New £7.5m jobs scheme to help get 2,500 people into work

from left back row, Paul Edmonson Jones, Director of public health, Sandra McKay Library Officer, front row, Christopher Akers-Belcher, Ben Houchen and Val Evens McMillan Centre Manager. Picture: Keith Taylor
from left back row, Paul Edmonson Jones, Director of public health, Sandra McKay Library Officer, front row, Christopher Akers-Belcher, Ben Houchen and Val Evens McMillan Centre Manager. Picture: Keith Taylor

A council chief has welcomed a new £7.5m scheme aimed at helping 2,500 into work.

The Tees Valley has secured £6m of additional devolved funding from the Government and £1.5m from the Tees Valley Combined Authority.

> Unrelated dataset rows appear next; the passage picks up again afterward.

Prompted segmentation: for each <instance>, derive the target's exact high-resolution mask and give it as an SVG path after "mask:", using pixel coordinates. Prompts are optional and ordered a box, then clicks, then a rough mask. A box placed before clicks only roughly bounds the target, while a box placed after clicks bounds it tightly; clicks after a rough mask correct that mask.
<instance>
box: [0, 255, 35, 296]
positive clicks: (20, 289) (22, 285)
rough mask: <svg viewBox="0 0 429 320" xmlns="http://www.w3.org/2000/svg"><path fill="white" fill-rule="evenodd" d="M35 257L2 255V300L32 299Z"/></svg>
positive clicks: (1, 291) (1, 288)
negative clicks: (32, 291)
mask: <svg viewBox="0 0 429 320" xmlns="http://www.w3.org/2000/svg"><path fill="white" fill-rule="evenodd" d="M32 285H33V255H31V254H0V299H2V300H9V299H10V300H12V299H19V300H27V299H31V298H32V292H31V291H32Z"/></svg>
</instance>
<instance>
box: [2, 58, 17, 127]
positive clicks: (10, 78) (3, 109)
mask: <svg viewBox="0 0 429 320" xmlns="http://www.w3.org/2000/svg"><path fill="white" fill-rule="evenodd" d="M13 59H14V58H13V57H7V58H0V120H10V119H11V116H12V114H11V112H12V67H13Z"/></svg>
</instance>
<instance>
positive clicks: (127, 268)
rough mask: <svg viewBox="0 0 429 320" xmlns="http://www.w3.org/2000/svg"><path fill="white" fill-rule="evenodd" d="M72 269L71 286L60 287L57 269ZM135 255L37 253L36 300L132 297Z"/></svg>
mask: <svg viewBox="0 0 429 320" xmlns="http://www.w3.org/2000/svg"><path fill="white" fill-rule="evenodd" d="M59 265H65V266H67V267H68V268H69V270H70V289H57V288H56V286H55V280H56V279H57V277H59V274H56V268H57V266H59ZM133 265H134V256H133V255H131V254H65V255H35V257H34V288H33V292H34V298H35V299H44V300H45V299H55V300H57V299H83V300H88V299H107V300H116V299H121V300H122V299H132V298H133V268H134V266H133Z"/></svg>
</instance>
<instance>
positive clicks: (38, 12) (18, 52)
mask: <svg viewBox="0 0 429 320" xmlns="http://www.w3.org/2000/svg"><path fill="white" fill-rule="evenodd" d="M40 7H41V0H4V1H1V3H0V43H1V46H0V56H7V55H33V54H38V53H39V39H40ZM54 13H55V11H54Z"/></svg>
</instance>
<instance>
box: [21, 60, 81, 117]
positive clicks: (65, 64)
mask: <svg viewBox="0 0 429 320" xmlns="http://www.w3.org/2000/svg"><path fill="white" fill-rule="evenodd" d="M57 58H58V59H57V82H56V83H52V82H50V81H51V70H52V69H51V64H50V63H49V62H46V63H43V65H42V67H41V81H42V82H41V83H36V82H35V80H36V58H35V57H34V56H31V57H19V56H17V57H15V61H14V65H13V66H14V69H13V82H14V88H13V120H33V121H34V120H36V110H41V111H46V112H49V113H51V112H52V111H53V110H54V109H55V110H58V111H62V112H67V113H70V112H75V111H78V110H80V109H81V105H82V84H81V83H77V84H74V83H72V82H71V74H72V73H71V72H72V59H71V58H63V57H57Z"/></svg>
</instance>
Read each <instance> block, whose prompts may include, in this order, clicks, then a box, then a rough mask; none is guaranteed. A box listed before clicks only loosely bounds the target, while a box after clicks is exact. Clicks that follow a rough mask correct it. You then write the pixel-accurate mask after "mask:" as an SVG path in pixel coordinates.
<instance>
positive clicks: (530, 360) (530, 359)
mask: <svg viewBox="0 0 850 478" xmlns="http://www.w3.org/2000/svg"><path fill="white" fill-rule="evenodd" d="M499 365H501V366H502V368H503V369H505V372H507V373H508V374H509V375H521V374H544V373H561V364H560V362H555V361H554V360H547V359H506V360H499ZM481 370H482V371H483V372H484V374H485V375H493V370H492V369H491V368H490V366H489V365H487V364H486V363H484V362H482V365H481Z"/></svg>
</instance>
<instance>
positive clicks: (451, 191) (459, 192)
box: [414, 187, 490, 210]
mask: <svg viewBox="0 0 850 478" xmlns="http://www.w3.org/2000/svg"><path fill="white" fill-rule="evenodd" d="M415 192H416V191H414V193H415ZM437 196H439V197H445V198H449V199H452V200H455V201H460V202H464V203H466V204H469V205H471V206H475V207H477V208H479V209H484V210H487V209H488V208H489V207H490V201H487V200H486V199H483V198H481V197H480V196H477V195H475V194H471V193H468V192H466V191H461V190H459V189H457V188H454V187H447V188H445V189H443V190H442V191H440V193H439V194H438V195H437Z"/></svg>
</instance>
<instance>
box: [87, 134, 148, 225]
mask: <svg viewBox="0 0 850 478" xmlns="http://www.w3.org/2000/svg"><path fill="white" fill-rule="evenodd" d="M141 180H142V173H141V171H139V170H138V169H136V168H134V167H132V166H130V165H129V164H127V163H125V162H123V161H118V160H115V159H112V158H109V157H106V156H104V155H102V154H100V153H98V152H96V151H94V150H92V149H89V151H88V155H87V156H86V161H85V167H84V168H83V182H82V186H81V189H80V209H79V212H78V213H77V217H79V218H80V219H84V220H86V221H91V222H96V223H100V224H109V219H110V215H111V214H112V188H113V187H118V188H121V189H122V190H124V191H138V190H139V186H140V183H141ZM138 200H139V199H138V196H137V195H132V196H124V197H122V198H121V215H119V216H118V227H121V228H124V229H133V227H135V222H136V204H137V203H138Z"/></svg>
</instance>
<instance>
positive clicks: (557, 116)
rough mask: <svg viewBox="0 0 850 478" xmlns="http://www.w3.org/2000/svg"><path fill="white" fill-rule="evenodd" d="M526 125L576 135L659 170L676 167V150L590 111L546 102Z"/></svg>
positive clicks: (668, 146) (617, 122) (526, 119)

The funding is awarded to the six combined authority areas with elected mayors, and the Tees Valley has secured one of the most ambitious and comprehensive programmes.

Hartlepool Borough Council leader, Councillor Christopher Akers-Belcher, the combined authority’s cabinet member for education, employment and skills led the development of the proposal, following direct discussions with the Employment Minister under the devolution deal.

He said: “This gives the Tees Valley a great opportunity to demonstrate our commitment to work together to find local solutions to address the most complex economic and social challenges. I am confident we will make a real difference to improve the life chances of people across the Tees Valley.”

Tees Valley Mayor Ben Houchen said: “Over the last four years, the unemployment rate in the Tees Valley has halved. Our economy is growing, and more people are in work providing for themselves and their families.

“Things are getting better, but there remain stubborn barriers to work. This new investment from the Government, secured because we have a mayor, gives us a unique opportunity to address long-term unemployment.

“Today I’m calling on local support services, voluntary organisations and local councils to work together to provide the best possible support to help people back to work.”

The pilot initiative will support people aged 30 and over facing the greatest difficulties in accessing jobs.

This includes people who have been out of work for a long period, those who face physical and mental health challenges, and those who have had a claim for Employment Support Allowance rejected.

The initiative aims to support up to 2,500 people over the three-year lifetime of the pilot, move at least 25% into employment, and help the rest make significant progress towards securing work.

As a pilot programme, the combined authority will carry out a full evaluation, to understand which services are most successful, and make the case for future local investment.

Each person will have a key worker, they will be locally based, to ensure that support meets the needs of each individual.

Employers will be supported to offer valuable work experience and new job opportunities.